Come definiresti la tua cucina attuale?

«Una cucina italiana contemporanea fatta con ingredienti stagionali giapponesi che esistono nella cucina italiana (non utilizzo tofu o yuzu, per intenderci) lavorati con un mix di tecnica italiana e giapponese. La mia cucina, però, mantiene il gusto italiano che è l’unico metro per riconoscere la nostra cucina».

Ci spieghi meglio?

«In Italia le ricette e le tradizioni cambiano da regione in regione, anzi di campanile in campanile. Il gusto, però, è ben identificabile. Se invece di utilizzare un pomodoro dell’Etna o del Vesuvio, la cui caratteristica è la mineralità, ne utilizzo uno giapponese dal sapore simile e lo condisco con olio d’oliva e basilico giapponese, mangiandolo ad occhi chiusi sono in Italia. Se lo stesso pomodoro lo condisco con salsa di soya e shiso, che è un’erba giapponese simile al basilico, sono in Giappone».

Quindi sei d’accordo sul fatto che bisogna codificare il gusto italiano e non la cucina italiana.

«Assolutamente, in particolare nel fine dining il cui intento è proporre un’esperienza gastronomica, non piatti tradizionali come lasagna, parmigiana, gnocchi, tortelli di zucca o zuppa di cipolla. Però il problema esiste: quando arrivai in Giappone mi chiesero che cucina italiana facessi, se del Nord o del Sud; in quel caso io risposi fermamente che la mia non era una cucina regionale. Naturalmente tutto cambia quando si parla di piatti casalinghi, in quel caso per me non serve altro che uno spaghetto al pomodoro e una bruschetta».

Come si concilia tutto questo con i prodotti identificativi dell’enogastronomia italiana come le Dop o alcuni formaggi, il riso e la pasta?

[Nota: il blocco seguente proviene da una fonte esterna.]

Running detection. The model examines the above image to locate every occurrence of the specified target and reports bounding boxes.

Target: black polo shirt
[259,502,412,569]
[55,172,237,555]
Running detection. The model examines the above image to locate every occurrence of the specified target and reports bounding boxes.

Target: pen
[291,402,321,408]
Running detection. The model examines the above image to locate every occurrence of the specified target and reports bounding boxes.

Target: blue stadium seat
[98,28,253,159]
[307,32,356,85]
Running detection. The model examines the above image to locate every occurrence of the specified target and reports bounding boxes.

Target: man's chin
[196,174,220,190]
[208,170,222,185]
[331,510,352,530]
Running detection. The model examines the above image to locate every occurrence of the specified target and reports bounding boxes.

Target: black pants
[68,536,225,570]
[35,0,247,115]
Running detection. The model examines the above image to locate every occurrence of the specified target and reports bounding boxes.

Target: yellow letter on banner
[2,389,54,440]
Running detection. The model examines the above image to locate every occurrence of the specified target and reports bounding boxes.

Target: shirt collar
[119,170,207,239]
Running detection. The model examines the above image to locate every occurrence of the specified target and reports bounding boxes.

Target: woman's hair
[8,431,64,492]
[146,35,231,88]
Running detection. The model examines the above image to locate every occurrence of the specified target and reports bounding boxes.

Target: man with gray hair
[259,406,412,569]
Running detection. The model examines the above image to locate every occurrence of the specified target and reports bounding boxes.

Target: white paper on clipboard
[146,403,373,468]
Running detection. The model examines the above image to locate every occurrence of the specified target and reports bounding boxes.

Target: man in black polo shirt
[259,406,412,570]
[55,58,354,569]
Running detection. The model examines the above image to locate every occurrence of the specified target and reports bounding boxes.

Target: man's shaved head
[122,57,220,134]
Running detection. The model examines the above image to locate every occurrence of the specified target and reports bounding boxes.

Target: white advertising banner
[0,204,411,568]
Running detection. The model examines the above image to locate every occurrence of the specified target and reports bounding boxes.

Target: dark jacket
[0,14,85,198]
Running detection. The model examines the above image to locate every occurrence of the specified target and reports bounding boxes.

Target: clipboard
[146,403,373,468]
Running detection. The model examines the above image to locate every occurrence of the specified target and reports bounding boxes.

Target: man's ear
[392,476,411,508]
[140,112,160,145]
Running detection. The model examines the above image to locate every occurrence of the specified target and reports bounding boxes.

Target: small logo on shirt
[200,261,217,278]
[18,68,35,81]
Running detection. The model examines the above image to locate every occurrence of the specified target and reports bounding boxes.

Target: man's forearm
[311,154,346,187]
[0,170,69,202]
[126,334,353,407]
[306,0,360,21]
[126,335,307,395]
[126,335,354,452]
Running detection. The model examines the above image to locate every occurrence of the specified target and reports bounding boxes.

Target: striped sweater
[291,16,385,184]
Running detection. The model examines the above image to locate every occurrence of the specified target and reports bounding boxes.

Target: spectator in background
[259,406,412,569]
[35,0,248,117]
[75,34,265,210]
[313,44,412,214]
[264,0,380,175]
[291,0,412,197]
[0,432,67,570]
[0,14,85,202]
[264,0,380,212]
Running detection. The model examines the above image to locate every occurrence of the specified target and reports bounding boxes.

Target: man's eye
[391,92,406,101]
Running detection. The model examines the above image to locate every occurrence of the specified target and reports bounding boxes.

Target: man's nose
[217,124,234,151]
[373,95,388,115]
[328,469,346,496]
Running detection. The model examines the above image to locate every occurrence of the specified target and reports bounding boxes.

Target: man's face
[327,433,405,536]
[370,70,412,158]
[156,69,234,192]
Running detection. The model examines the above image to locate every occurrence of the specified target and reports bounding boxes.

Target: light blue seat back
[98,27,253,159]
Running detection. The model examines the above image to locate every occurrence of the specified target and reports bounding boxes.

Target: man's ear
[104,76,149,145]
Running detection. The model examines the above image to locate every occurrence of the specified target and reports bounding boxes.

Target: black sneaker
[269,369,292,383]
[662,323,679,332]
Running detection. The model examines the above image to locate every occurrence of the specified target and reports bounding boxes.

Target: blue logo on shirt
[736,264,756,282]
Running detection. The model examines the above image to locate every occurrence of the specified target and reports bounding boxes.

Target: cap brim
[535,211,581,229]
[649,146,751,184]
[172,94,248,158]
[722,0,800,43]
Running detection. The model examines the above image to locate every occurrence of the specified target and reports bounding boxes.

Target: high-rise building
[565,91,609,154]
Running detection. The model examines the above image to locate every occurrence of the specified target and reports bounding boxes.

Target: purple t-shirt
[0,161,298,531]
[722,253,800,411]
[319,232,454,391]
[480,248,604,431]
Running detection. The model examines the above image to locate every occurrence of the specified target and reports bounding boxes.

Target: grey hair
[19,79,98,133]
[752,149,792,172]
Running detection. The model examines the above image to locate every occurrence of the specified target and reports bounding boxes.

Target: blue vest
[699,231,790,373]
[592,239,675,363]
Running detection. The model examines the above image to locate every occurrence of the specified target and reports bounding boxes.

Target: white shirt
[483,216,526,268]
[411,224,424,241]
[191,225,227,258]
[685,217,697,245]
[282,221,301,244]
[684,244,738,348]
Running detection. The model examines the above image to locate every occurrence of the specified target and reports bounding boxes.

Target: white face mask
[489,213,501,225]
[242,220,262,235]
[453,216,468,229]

«Quello è un discorso diverso e riguarda l’eccellenza non replicabile di cui fanno parte paste secche, formaggi o riso che, per un risotto di ottima qualità, deve essere italiano. Io, per esempio, ho provato una cinquantina di risi giapponesi, ma nessuno mi ha dato la resa di un Carnaroli. E per la mantecatura non posso prescindere dal formaggio italiano».